Pourtant, le 19 mars, le ministre britannique des Affaires étrangères, Boris Johnson, déclarait à la chaîne de télévision allemande Deutsche Welle que les scientifiques du laboratoire de Porton Down étaient «catégoriques» quant à l'origine russe de la substance utilisée dans l'attaque de Salisbury. Les déclarations du bouillonnant chef de la diplomatie britannique, faisant suite aux accusations de Theresa May cinq jours plus tôt, le 14 mars, avaient déclenché une grave crise entre certains pays occidentaux, dont la France et la Russie.

Moscou dénonce la «destruction systématique» par Londres des preuves

Devant le conseil de sécurité des Nations unies, Moscou a accusé Londres de dissimuler et de détruire des preuves dans l'affaire Skripal, notant l'absence d'éléments matériels mettant en cause la Russie en dépit des accusations britanniques.

Mis en cause par Londres dans l'empoisonnement de l'ancien agent-double Sergueï Skripal à Salisbury, la Russie a contre-attaqué devant le Conseil de sécurité de l'ONU, dénonçant les manquements flagrants des autorités britanniques dans l'enquête et ses incohérences.

«Les autorités britanniques sont engagées dans la destruction systématique des preuves», a ainsi accusé le représentant permanent de la Russie à l'ONU Vassili Nebenzia à l'occasion d'une réunion du conseil de sécurité consacrée au sujet le 18 avril. «Les animaux domestiques des Skripal ont été tués. Aucun prélèvement n'a évidemment été fait», a-t-il notamment relevé.

«Les endroits où se sont rendus les Skripal – un bar, un restaurant, un banc, un parc – ont tous été rouverts», a en outre noté le diplomate, soulignant qu'en dépit des déclarations britanniques sur une supposée contamination de la zone, les gens continuaient de vivre à Salisbury, «comme si rien ne s'était passé».

Retraçant le cours des évènements, Vassili Nebenzia a rappelé que Sergueï et Ioulia Skripal n'avaient pas fait d'apparition publique depuis l'incident le 4 mars dernier, et s'est demandé pour quelle raison ils demeuraient cachés aux yeux du public. L'ambassadeur russe en a profité pour souligner que Londres refusait catégoriquement de donner un quelconque accès à Moscou à l'enquête, et que jusqu'à présent, 45 des 47 questions adressées par la Russie aux autorités britanniques sur l'affaire restaient sans réponse.

Un mutisme qui s'explique par l'absence de preuves matérielles contre la Russie en dépit des discours accusateurs, selon le diplomate. Il n'a ainsi pas manqué de rappeler que, dans les conclusions de son rapport, l'Organisation pour l'interdiction des armes chimiques (OIAC) n'avait pas été en mesure d'identifier l'origine du produit innervant utilisé lors de l'attaque. «La principale chose qu'il manque dans ce rapport et que les Britanniques étaient si impatients de voir, est la conclusion que la substance utilisée à Salisbury a été produite en Russie», a-t-il fait remarquer.

Le contexte accuse Moscou, selon Londres

Une absence de preuves techniques qui n'a cependant pas érodé les certitudes de Londres. Le Royaume-Uni a fait son possible pour convaincre les membres du Conseil de sécurité du bien-fondé de sa position.

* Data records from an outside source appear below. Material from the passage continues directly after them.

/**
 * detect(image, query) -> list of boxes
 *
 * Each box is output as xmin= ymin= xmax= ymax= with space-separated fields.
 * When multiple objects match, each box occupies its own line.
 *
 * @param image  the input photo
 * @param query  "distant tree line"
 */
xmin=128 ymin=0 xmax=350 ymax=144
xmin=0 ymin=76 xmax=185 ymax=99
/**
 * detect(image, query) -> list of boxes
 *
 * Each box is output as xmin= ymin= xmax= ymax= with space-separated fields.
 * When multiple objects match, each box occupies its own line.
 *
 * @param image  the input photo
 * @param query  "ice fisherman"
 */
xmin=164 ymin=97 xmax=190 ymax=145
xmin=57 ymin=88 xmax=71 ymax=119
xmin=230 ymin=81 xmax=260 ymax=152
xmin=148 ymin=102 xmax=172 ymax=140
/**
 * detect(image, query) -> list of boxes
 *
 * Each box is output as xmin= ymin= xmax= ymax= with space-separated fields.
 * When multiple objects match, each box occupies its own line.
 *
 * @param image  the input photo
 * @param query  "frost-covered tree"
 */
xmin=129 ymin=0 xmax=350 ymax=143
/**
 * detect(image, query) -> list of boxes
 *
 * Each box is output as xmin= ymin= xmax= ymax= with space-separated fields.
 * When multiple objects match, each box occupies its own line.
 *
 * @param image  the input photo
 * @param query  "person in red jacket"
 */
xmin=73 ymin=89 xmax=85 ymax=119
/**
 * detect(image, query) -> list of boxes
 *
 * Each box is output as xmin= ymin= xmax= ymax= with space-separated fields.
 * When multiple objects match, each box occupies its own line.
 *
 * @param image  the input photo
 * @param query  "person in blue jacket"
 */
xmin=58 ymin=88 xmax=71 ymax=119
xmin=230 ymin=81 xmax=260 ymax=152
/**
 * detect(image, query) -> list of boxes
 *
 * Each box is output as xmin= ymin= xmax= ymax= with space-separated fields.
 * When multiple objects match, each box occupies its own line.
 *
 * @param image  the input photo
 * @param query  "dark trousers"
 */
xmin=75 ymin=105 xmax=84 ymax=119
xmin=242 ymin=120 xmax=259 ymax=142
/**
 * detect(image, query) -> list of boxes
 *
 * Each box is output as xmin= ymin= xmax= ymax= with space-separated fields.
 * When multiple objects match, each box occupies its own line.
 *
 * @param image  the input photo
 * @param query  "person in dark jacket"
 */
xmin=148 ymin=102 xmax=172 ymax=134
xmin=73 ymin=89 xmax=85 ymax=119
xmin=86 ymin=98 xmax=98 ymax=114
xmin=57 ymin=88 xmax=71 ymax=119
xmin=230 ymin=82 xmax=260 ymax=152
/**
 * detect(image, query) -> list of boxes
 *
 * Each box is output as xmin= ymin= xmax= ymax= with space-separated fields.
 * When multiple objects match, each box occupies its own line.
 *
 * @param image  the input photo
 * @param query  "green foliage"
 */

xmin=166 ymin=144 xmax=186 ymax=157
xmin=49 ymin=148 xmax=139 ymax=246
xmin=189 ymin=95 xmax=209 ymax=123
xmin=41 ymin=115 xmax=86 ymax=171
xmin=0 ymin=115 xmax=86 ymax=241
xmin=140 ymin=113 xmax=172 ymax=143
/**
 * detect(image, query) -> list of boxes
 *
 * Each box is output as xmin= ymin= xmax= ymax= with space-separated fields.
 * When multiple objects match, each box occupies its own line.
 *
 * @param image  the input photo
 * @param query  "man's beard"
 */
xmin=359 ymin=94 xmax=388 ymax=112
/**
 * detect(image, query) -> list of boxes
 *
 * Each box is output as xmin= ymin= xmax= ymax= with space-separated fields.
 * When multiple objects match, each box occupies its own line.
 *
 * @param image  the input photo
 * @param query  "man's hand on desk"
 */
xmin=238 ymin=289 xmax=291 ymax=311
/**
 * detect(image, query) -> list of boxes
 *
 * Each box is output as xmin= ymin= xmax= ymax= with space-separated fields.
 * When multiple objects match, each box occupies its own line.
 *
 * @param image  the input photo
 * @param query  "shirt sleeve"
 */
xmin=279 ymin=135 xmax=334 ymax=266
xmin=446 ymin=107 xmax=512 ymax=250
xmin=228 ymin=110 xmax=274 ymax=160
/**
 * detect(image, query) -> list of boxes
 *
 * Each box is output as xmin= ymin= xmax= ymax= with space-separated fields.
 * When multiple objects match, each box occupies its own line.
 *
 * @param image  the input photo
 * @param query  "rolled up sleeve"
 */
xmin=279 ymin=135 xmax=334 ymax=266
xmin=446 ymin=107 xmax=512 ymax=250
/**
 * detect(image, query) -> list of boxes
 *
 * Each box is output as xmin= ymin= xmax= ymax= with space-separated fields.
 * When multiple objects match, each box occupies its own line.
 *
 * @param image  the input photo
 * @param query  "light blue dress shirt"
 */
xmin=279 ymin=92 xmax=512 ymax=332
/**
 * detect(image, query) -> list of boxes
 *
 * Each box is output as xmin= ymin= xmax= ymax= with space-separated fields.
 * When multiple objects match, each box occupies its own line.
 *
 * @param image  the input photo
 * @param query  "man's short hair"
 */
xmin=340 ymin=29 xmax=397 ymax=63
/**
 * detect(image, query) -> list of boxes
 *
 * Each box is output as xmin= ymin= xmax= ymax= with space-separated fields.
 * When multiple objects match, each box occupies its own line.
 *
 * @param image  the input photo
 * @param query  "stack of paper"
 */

Dans cette optique, la représentante permanente du Royaume-Uni à l'ONU Karen Pierce a enjoint ses collègues à regarder «le contexte plus large qui a poussé le Royaume-Uni à juger qu'il n'y avait pas d'autre explication plausible que la responsabilité de la Russie dans les événements de Salisbury».

Usant et abusant de l'expression «hautement probable», la diplomate britannique a estimé que seule la Russie avait «les moyens techniques, l'expérience opérationnelle et un mobile pour s'en prendre aux Skripal». Avant d'aller encore au-delà et d'accuser indirectement le président russe en personne : «Le président [Vladimir] Poutine lui-même a été étroitement impliqué dans le programme russe d'armes chimiques.»

Une accusation que l'ambassadeur russe n'a pas laissé passer, se demandant si les Britanniques étaient véritablement conscients de leurs dérives diplomatiques : «Londres pense apparemment que le président russe a pour passe-temps de diriger un programme d'armes chimiques dans son temps libre. Je ne sais pas si vous vous rendez compte que vous avez dépassé toutes les bornes possibles.»